You can view the governor’s full budget proposal here.
We must get a responsible, full year budget in place as soon as possible. I’m encouraged by the progress made in the Senate in recent weeks; especially the bi-partisan consensus that we must begin doing some things differently to repair our economy and our state finances. I’ll keep you updated as the negotiations progress.
Judge Rules Against Attorney General Madigan’s Attempt to Halt State Employee Pay
A St. Clair County judge has denied Illinois Attorney General Lisa Madigan’s motion that would have stopped state workers’ paychecks during the budget impasse.

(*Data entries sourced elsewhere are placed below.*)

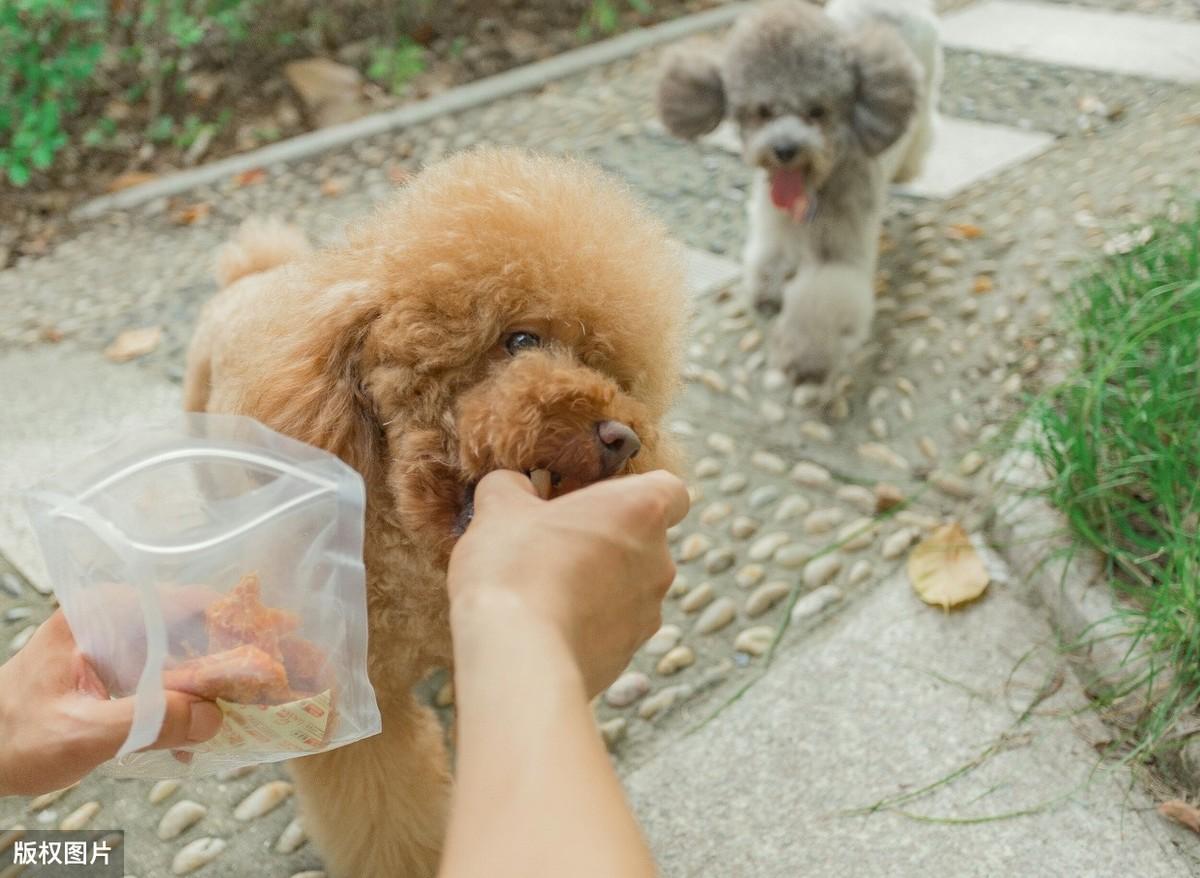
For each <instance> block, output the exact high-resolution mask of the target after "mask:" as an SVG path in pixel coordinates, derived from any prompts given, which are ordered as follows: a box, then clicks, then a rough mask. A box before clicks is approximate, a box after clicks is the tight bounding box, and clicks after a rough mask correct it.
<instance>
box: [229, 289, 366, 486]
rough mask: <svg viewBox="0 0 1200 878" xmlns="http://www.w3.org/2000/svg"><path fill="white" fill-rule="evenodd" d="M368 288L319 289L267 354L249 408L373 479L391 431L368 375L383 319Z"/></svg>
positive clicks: (277, 339)
mask: <svg viewBox="0 0 1200 878" xmlns="http://www.w3.org/2000/svg"><path fill="white" fill-rule="evenodd" d="M378 315H379V309H378V305H377V302H376V301H374V300H373V297H372V296H370V295H368V294H367V291H366V287H365V284H361V283H354V282H350V283H335V284H332V285H330V287H326V288H325V289H320V290H314V291H313V293H312V294H311V296H310V297H307V299H306V300H305V301H304V303H302V306H301V308H299V311H298V312H296V313H293V314H292V315H290V318H289V319H290V320H294V323H292V324H290V325H289V326H282V327H276V329H277V331H278V332H280V336H278V337H276V338H263V339H262V344H263V347H264V349H265V351H264V353H263V354H262V355H260V359H258V361H257V362H256V366H257V374H256V375H254V378H253V379H252V384H251V386H250V387H247V389H246V390H245V391H244V395H242V401H241V410H242V413H244V414H247V415H251V416H252V417H256V419H258V420H259V421H262V422H263V423H265V425H266V426H268V427H271V428H272V429H276V431H278V432H280V433H283V434H286V435H289V437H293V438H295V439H299V440H301V441H305V443H308V444H310V445H316V446H317V447H320V449H324V450H325V451H329V452H331V453H334V455H337V456H338V457H341V458H342V459H343V461H346V463H348V464H349V465H350V467H353V468H354V469H356V470H358V471H359V473H361V474H362V475H364V477H367V479H370V474H371V470H372V467H373V464H374V462H376V461H378V459H379V457H378V456H379V453H380V447H382V435H383V431H382V427H380V425H379V421H378V419H377V416H376V414H374V410H373V405H372V403H371V398H370V397H368V395H367V392H366V390H365V389H364V385H362V374H361V371H360V365H361V357H362V345H364V341H365V339H366V337H367V332H368V331H370V329H371V324H372V321H373V320H374V319H376V318H378Z"/></svg>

As you know, state employees have continued to be paid in the absence of a state budget due to a district court injunction handed down in July 2015 by District Court Judge Robert LeChien of St. Clair County. Last week, Judge LeChien refused to lift that injunction, thereby maintaining the current status of Illinois state workers’ paychecks.
But the judge’s refusal does not close the case. The Attorney General has pledged to appeal this district court decision, which is why we are continuing to push for a hearing on legislation (HB 1787 and HB 2803) that would provide a continuing appropriation for workers’ pay.

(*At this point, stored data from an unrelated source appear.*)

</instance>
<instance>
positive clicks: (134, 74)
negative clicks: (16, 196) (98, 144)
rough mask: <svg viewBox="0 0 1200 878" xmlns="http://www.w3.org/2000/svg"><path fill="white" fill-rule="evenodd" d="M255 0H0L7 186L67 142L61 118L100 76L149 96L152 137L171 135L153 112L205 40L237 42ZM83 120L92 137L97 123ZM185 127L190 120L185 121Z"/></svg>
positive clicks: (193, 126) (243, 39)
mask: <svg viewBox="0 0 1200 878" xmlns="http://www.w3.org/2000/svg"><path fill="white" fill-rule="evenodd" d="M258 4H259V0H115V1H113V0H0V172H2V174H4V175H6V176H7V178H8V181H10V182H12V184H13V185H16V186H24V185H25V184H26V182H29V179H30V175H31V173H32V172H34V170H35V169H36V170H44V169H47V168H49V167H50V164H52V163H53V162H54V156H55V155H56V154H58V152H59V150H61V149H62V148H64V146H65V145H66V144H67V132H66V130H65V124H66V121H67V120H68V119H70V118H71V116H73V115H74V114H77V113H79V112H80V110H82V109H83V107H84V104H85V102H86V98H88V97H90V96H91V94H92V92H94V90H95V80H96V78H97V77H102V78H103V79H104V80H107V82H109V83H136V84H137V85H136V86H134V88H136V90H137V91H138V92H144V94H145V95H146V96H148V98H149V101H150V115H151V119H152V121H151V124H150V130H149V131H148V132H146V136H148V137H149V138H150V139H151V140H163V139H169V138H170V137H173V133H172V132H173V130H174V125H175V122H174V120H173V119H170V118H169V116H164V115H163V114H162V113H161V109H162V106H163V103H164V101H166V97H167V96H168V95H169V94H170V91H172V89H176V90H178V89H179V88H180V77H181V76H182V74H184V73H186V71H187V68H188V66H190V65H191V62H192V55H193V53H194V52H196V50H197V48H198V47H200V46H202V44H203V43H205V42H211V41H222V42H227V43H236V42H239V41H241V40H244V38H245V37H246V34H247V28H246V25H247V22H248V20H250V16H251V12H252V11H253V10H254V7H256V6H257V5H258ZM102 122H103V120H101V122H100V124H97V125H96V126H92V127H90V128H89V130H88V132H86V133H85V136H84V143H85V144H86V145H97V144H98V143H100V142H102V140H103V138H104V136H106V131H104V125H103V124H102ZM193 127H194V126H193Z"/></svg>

Committee assignments for the new 100th General Assembly are official, and I’m pleased to let you know that our district will have a seat at the table throughout the process as a wide range of critical issues are debated this year and next.
I will serve as the Republican spokesman on the Higher Education-Appropriations Committee, and as a member of the Higher Education Committee which together handle state policy and funding issues for colleges and universities. Our local universities are a cornerstone of our community, and are among our largest employers. My participation on these committees ensure students, faculty and employees will have a voice in these important decisions.

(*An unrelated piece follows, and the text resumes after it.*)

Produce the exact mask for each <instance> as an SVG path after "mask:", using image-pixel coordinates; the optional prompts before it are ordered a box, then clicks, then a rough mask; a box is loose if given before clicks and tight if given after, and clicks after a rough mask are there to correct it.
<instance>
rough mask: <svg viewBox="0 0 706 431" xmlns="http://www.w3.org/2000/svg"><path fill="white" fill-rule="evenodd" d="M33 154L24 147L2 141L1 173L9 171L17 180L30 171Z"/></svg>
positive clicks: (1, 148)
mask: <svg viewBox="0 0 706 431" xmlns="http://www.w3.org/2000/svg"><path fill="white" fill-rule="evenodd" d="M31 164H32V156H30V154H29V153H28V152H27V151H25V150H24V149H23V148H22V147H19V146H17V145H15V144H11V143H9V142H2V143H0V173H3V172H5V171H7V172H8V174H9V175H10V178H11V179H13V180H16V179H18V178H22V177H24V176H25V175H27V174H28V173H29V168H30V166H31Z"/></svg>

I will also serve this year and next on the House Insurance-Health and Life and Insurance-Property and Casualty Committees. With State Farm and Country Companies Insurance located in our district, this assignment is also important for local families and the jobs they depend upon.
My additional committee assignments include Republican Spokesman on the Elections and Campaign Finance Committee, and a member of the Special Needs Services Committee.
Nearly 4,000 House Bills Filed
February 10 was our deadline to file bills in the House that we want considered this spring. By the deadline, more than 3,900 House Bills had been filed by members of both parties.
A few of the bills I’m sponsoring this spring include HB 2894 that expands the Senior Citizen Assessment Freeze/Homestead exemption; HB 2803 which makes state employee pay a continuing appropriation to prevent employees’ pay from being used as leverage during state budget negotiations; and HB 1805 which allows 16 and 17 year old minors to declare on their new drivers licenses their wish to be an organ and tissue donor.
House committees will now have six weeks to look at these measures and make determinations on which will be sent to the House floor for full debate. In some cases, the bills will be amended in committee before they reach the House floor. The deadline for House committee action will be March 31.
State Police Turn 95!
I was honored to join House Republican Leader Jim Durkin and other legislators this week to present House Resolution 58 to a group of state police officers recognizing the 95th anniversary of the Illinois State Police Department.
The Illinois State Police Department was formed on April 1, 1922 under the direction of Superintendent John T. Stack; its motto is, “Integrity, Service and Pride”. Currently, the Illinois State Police has 21 patrol districts, seven investigative zones, six operational forensic science laboratories, and five regional crime scene services commands.